Dependency context. The prompt currently only sees the single source file. For resolvers that call several helpers, the AI has to guess at the signatures of things it's mocking. Passing in the immediate imports alongside the main file should make mock shapes much more accurate.
Update existing tests. Right now the agent only creates tests for files that don't have them yet. When a source file changes significantly, the existing test can go stale. We want a mode that diffs the source against the last time a test was generated and proposes updates. A related improvement: when an existing test file is present, pass it into the prompt alongside the source file so the AI knows what's already covered and can avoid duplicating tests or contradicting assertions that are intentionally there.
Inline opt-out. The .notestignorefile works well for whole directories and file patterns, but sometimes you just want to exclude one specific file that doesn't fit any pattern. We want to support a // @notest comment at the top of a source file as a file-level opt-out — the agent would check for it before making any API call and skip the file silently. No config to update, no path to remember — the signal lives right next to the code.
Integration tests. Unit tests for helpers are the easy win. Integration tests for the full GraphQL resolvers — with a real database connection or a proper test fixture — are a much harder problem. We haven't figured out the right approach yet.

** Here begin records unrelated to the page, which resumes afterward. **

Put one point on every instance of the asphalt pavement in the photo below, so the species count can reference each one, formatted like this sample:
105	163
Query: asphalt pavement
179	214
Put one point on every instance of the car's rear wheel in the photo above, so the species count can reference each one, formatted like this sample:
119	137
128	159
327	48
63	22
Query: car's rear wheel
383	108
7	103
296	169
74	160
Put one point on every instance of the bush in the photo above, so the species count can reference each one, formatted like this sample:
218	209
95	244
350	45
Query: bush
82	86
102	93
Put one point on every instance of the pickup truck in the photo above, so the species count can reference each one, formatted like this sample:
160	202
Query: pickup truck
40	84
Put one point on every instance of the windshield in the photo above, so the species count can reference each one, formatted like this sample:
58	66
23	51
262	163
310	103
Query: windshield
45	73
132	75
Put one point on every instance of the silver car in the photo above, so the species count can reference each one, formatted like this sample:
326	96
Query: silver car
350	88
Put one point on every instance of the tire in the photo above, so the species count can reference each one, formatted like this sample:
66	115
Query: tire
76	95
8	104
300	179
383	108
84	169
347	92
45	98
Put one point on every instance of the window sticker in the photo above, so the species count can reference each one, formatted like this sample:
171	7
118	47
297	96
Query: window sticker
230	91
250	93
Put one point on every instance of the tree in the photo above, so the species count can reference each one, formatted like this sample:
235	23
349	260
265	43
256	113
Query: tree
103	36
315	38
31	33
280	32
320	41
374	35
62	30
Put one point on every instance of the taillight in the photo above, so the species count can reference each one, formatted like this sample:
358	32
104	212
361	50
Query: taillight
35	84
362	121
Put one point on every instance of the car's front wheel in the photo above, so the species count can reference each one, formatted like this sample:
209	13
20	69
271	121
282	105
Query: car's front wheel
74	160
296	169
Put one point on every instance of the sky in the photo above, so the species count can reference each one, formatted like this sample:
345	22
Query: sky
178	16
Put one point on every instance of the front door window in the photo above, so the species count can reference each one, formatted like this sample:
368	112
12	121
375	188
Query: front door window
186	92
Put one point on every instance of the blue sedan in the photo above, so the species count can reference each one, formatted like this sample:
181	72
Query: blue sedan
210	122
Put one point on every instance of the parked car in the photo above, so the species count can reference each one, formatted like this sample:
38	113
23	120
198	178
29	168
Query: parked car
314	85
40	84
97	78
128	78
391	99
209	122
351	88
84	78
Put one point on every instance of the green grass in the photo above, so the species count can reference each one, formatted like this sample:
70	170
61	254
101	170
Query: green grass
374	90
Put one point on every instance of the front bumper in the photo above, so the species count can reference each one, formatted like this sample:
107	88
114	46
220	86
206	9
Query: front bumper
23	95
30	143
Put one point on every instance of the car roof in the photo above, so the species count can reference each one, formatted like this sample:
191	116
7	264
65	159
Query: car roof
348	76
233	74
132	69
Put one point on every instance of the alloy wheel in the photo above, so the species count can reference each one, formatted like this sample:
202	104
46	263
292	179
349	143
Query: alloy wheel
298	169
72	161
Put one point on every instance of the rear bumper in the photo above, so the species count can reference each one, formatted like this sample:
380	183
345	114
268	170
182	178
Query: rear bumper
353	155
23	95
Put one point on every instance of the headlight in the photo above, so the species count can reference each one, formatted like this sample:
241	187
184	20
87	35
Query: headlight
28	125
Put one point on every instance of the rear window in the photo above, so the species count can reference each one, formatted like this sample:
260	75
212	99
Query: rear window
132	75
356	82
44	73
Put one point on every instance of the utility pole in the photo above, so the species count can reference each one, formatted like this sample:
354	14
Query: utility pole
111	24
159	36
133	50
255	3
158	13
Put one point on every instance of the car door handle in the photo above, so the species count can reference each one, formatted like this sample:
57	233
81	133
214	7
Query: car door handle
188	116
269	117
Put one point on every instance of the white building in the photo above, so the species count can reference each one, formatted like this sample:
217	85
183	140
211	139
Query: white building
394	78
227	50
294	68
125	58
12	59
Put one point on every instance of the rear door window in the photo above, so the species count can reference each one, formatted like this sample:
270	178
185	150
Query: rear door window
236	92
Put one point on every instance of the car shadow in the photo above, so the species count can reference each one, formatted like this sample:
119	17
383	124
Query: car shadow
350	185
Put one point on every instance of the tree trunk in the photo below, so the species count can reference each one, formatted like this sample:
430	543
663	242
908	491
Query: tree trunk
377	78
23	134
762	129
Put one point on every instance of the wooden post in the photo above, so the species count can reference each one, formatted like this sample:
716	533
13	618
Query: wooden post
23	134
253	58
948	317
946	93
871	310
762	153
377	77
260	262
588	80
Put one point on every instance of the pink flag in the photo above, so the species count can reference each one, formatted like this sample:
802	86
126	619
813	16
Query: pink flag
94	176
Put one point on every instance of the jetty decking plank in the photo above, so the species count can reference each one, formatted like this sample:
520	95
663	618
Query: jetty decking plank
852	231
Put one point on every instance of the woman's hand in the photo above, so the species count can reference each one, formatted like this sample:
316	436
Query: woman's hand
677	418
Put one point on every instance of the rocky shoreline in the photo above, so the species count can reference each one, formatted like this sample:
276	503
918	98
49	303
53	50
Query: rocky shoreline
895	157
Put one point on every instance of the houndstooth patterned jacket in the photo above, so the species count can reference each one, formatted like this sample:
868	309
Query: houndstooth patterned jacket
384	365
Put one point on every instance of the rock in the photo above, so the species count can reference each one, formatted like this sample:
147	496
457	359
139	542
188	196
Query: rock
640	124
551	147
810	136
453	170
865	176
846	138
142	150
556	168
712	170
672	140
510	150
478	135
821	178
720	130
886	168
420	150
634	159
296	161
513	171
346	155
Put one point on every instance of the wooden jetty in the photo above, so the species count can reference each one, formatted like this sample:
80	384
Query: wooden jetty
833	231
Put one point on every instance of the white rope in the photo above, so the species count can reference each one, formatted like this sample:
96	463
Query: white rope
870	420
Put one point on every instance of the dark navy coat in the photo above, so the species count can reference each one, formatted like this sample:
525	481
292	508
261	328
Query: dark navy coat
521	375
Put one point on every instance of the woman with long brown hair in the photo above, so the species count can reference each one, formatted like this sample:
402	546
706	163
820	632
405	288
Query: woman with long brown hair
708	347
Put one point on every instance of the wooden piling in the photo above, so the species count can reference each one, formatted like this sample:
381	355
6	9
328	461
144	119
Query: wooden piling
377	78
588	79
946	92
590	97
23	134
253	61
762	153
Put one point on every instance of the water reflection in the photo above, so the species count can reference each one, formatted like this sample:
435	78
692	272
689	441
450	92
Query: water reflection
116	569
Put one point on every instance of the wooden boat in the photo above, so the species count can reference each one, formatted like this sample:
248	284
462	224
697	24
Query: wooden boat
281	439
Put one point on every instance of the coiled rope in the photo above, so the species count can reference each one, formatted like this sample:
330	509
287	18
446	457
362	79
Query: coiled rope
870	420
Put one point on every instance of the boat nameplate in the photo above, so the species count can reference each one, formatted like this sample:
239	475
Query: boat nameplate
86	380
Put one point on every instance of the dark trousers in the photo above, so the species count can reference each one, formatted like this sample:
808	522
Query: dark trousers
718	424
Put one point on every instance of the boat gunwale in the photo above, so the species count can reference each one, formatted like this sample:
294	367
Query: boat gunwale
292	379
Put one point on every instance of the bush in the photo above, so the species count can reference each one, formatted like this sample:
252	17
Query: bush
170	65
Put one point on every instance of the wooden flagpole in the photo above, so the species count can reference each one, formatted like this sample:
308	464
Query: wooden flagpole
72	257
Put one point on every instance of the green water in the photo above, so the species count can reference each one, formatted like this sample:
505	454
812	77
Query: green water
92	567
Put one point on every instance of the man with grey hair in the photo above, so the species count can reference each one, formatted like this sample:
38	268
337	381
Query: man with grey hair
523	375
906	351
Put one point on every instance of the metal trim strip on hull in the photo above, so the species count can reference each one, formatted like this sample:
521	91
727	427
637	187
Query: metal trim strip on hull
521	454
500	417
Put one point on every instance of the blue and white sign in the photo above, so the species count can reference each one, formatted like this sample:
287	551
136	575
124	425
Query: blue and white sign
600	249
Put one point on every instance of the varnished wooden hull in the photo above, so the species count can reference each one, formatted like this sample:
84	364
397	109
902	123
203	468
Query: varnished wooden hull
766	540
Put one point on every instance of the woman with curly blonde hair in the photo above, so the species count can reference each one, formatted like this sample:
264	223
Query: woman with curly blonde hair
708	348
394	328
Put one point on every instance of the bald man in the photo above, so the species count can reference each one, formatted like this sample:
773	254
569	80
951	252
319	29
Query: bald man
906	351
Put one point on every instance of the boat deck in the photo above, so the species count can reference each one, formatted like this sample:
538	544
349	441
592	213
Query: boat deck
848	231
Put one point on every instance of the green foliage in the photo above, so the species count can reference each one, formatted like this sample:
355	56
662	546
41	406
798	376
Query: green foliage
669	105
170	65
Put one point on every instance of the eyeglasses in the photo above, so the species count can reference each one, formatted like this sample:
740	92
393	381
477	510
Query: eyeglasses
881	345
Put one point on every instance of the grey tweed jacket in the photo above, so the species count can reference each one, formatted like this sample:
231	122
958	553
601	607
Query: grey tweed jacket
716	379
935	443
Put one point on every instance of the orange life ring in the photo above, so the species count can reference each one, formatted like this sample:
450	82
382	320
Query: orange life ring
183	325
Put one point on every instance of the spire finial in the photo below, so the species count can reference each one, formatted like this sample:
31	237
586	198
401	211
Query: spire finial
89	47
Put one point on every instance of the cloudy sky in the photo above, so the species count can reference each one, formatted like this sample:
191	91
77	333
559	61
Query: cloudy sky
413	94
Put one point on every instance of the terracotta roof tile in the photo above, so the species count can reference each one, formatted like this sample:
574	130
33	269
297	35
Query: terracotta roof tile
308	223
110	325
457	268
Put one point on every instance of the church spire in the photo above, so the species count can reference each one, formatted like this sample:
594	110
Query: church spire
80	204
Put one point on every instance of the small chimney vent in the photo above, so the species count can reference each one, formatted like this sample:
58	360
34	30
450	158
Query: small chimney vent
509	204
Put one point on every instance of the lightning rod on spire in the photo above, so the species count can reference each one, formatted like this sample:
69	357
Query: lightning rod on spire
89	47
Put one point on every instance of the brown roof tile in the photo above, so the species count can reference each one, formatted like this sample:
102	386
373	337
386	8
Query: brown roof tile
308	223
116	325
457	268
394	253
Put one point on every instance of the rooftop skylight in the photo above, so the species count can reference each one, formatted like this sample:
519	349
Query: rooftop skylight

The agent isn't a silver bullet, and the tests it writes aren't production-grade on first pass. But consistently having something — a test file that's mostly right, covers the happy path and at least one error case, and runs without crashing — turns out to be worth a lot more than occasionally having nothing. We push code faster now knowing the helper layer has coverage, even imperfect coverage. That felt surprising when we first noticed it.
If you're on GitLab with Vitest and TypeScript, most of this is adaptable to your project in a day.